Tanya Gold Tanya Gold

Marcus Wareing drops a name

Strange goings on at the third corner of Knightsbridge's celebrity-chef triangle

[Getty Images/Shutterstock/iStock/Alamy] 
issue 19 April 2014

In the ‘Chefs’ Last Supper’ in the National Portrait Gallery, Marcus Wareing is throwing a brie at Gordon Ramsay, who plays Jesus. They both have restaurants in the celebrity-chef triangle in Knightsbridge near Heston Blumenthal’s Dinner, which led Ramsay to fantasise about chefs’ fisticuffs at 4 a.m. in the street, as he does; but what was Marcus Wareing at the Berkeley, which sounds very like a restaurant with in-built directions for the confused, has been rebranded to be less ‘formal’ and more ‘relaxed’. It is now just ‘Marcus at the Berkeley’. It’s gone the way of gay icons with a solitary name in lights: Judy. Barbra. Liza. Marcus.

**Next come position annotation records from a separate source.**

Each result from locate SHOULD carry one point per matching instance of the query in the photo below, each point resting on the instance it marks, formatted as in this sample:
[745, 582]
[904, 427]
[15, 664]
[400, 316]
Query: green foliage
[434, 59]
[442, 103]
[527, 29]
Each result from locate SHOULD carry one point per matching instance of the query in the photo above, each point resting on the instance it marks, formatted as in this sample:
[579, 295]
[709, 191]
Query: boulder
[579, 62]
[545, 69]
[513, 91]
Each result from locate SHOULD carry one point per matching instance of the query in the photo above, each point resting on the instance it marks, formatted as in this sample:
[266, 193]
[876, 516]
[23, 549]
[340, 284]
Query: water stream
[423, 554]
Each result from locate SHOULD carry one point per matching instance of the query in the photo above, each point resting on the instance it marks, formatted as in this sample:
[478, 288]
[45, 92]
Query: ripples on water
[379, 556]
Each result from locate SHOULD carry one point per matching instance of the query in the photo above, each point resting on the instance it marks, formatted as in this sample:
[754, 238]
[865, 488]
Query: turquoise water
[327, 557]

The Berkeley is an insane hotel with blank windows; it has the eyes of a sociopath. It has a crazed florist, who has built a cherry tree in the lobby in banks of daffodils; this, of course, is the monetisation of Easter, which began in Harvey Nichols (where else?) but has spread across the road to the Berkeley. This is the way of things in plutocratic London: do not go outside. It is dangerous out there; there are looters staring at the giant pack of Gillette Fusion ProGlide Power replacement cartridges masquerading as the Candy & Candy development One Hyde Park and dreaming of stealing your possessions. Instead, establish outside inside at vast expense. One day I expect to see the whole of the Cotswolds inside the Berkeley, complete with birds and a random pony.

To enter Marcus (sorry, I am giggling) one has to navigate the fashion hags in the tearoom, who are eating the Berkeley’s signature ‘fashion tea’, with cakes in the shape of their beloved accessories, although, as P points out, no one has sex with you because you have a nice handbag.